Baca Juga : Paguyuban Tersangka Korupsi di DPRD Sumatera Utara
Infografis "Rekor Korupsi". (Wildan/era.id)
Aturan LHKPN dan penolakan parpol
Dalam PKPU ini, KPU juga bakal menetapkan peraturan yang mewajibkan para caleg menyertakan Laporan Harta Kekayaan Penyelenggara Negara (LHKPN). Soal yang ini, beberapa partai politik (parpol) telah menyatakan penolakan.

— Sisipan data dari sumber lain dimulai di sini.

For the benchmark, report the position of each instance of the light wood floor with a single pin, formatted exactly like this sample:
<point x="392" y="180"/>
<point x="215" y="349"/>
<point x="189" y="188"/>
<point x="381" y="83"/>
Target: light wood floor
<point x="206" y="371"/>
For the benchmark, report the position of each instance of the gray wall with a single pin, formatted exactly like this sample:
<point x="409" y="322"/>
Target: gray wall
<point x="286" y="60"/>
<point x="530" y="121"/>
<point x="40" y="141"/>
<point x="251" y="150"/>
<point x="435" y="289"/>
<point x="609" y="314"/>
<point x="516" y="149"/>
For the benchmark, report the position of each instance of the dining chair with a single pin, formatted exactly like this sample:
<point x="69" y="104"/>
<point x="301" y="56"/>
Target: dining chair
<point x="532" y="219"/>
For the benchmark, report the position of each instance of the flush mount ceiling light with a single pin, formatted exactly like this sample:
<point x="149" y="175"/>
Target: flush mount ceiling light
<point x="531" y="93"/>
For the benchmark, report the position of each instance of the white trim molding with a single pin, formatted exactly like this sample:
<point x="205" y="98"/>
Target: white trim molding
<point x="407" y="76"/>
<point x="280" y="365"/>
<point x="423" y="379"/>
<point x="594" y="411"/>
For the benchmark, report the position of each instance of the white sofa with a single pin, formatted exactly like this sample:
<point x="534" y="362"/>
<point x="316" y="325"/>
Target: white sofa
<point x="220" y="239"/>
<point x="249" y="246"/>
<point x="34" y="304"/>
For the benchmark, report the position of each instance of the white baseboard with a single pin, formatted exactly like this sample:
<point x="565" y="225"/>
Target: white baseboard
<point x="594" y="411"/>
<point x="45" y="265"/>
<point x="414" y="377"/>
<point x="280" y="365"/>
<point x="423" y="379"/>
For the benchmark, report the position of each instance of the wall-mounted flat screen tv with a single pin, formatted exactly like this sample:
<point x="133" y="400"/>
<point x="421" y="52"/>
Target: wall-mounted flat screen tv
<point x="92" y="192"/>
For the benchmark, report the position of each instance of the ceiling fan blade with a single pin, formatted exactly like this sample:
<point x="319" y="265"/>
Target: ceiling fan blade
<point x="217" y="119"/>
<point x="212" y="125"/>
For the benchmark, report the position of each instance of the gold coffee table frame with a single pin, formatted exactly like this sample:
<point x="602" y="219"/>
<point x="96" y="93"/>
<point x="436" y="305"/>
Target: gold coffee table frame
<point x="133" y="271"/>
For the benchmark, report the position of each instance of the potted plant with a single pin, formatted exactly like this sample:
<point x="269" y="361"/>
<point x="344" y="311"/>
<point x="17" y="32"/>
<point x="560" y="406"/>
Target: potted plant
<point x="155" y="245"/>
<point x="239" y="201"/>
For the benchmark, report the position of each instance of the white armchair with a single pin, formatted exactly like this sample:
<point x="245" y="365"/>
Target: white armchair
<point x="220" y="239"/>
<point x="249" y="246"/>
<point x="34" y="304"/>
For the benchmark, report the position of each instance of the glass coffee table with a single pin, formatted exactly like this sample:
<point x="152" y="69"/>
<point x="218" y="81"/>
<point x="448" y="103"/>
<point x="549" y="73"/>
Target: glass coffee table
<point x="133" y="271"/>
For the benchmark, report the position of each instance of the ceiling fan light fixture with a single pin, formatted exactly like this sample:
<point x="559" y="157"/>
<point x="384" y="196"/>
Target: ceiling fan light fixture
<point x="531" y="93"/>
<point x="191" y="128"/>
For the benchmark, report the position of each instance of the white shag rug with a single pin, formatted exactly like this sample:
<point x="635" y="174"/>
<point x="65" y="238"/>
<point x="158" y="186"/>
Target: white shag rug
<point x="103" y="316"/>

Partai Demokrat misalnya, mereka menilai kewajiban penyertaan laporan LHKPN hanya tepat untuk diberlakukan kepada pejabat negara. Menurut Demokrat, KPU salah jika kewajiban itu diterapkan kepada caleg.
"LKHPN itu kan sebenarnya untuk pejabat negara. Sedangkan calon DPR dan DPRD itu belum menjadi pejabat negara," kata Wakil Ketua Badan Pemenangan Pemilu (Bapilu) Partai Demokrat, Andi Nurpati.
Baca Juga : Hak Politik Setya Novanto Dicabut
Selain itu, Demokrat juga menganggap wacana itu sebagai pelanggaran terhadap Undang-undang (UU). Demokrat bilang, di UU enggak ada tuh ketentuan yang mewajibkan para caleg untuk menyertakan laporan LHKPN.
"Kalau kita menafsirkan lebih jauh, (KPU) melanggar undang-undang dong. Karena tidak sebutkan dalam UU namun ditambahkan," kata Andi.
Sebaliknya, KPU melihat permasalahan korupsi sebagai hal serius yang harus ditangani dengan cara-cara khusus. Karena itu, segala hal yang mengatur pencegahan korupsi harus dituangkan dalam peraturan.
Terkait berbagai dinamika yang terjadi di lingkup parpol, KPU menganggap itu sebagai hal yang wajar. Buat KPU, mereka cuma ingin orang-orang terbaik dan bersih yang ada di dalam kertas suara pemilu nantinya.
"Sekali lagi kami sampaikan bahwa ingin ada kontestan pemilu yang bersih, baik, dan tidak pernah melakukan tindak pidana korupsi. Dengan begitu, masyarakat bisa memilih orang yang relatif bersih dan baik," kata Ilham.